If stream_options.include_usage is true (the default), the final chunk before [DONE] includes a usage field with token counts.

Examples

curl:

curl -X POST https://your-domain/v1/chat/completions \
  -H "Authorization: Bearer YOUR_API_KEY" \
  -H "Content-Type: application/json" \
  -d '{
    "model": "claude-sonnet-4-20250514",
    "messages": [
      {"role": "system", "content": "You are a helpful assistant."},
      {"role": "user", "content": "What is the capital of France?"}
    ],
    "max_tokens": 100
  }'

curl (streaming):

curl -X POST https://your-domain/v1/chat/completions \
  -H "Authorization: Bearer YOUR_API_KEY" \
  -H "Content-Type: application/json" \
  -d '{
    "model": "claude-sonnet-4-20250514",
    "messages": [
      {"role": "user", "content": "Write a haiku about programming."}
    ],
    "stream": true
  }'

Python (openai library):

from openai import OpenAI

client = OpenAI(
    base_url="https://your-domain/v1",
    api_key="YOUR_API_KEY",
)

# Non-streaming
response = client.chat.completions.create(
    model="claude-sonnet-4-20250514",
    messages=[
        {"role": "system", "content": "You are a helpful assistant."},
        {"role": "user", "content": "What is the capital of France?"},
    ],
    max_tokens=100,
)
print(response.choices[0].message.content)

# Streaming
stream = client.chat.completions.create(
    model="claude-sonnet-4-20250514",
    messages=[{"role": "user", "content": "Write a haiku about programming."}],
    stream=True,
)
for chunk in stream:
    if chunk.choices[0].delta.content:
        print(chunk.choices[0].delta.content, end="")

Node.js (openai library):

import OpenAI from "openai";

const client = new OpenAI({
  baseURL: "https://your-domain/v1",
  apiKey: "YOUR_API_KEY",
});

// Non-streaming
const response = await client.chat.completions.create({
  model: "claude-sonnet-4-20250514",
  messages: [
    { role: "system", content: "You are a helpful assistant." },
    { role: "user", content: "What is the capital of France?" },
  ],
  max_tokens: 100,
});
console.log(response.choices[0].message.content);

// Streaming
const stream = await client.chat.completions.create({
  model: "claude-sonnet-4-20250514",
  messages: [{ role: "user", content: "Write a haiku about programming." }],
  stream: true,
});
for await (const chunk of stream) {
  process.stdout.write(chunk.choices[0]?.delta?.content || "");
}

POST /v1/messages

Anthropic-compatible messages endpoint.
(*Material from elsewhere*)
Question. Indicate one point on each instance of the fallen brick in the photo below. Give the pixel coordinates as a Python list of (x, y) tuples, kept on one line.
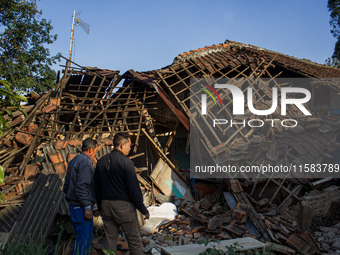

Supports both streaming and non-streaming responses. Requires API key authentication.

Request Headers

Header	Required	Description
`x-api-key` or `Authorization: Bearer`	Yes	Your per-user API key.
`anthropic-version`	No	API version string (e.g. `2023-06-01`). Accepted for compatibility logging but not enforced.
`Content-Type`	Yes	Must be `application/json`.

Request Body

Field	Type	Required	Description
`model`	string	Yes	Model name or alias.
`messages`	array	Yes	Array of message objects. Must not be empty.
`max_tokens`	integer	Yes	Maximum tokens to generate. Must be positive.
`system`	string or array	No	System prompt. Can be a string or array of content blocks with optional `cache_control`.
`stream`	boolean	No	Whether to stream the response. Default: `false`.
`temperature`	float	No	Sampling temperature (0.0–1.0).
`top_p`	float	No	Nucleus sampling parameter.
`top_k`	integer	No	Top-k sampling parameter.
`stop_sequences`	array	No	Custom stop sequences.
`tools`	array	No	Tool definitions for tool use.
`tool_choice`	object	No	Tool choice configuration (`auto`, `any`, or specific tool).
`metadata`	object	No	Request metadata (accepted but not forwarded).

Anthropic Message Object

Field	Type	Required	Description
`role`	string	Yes	Either `user` or `assistant`.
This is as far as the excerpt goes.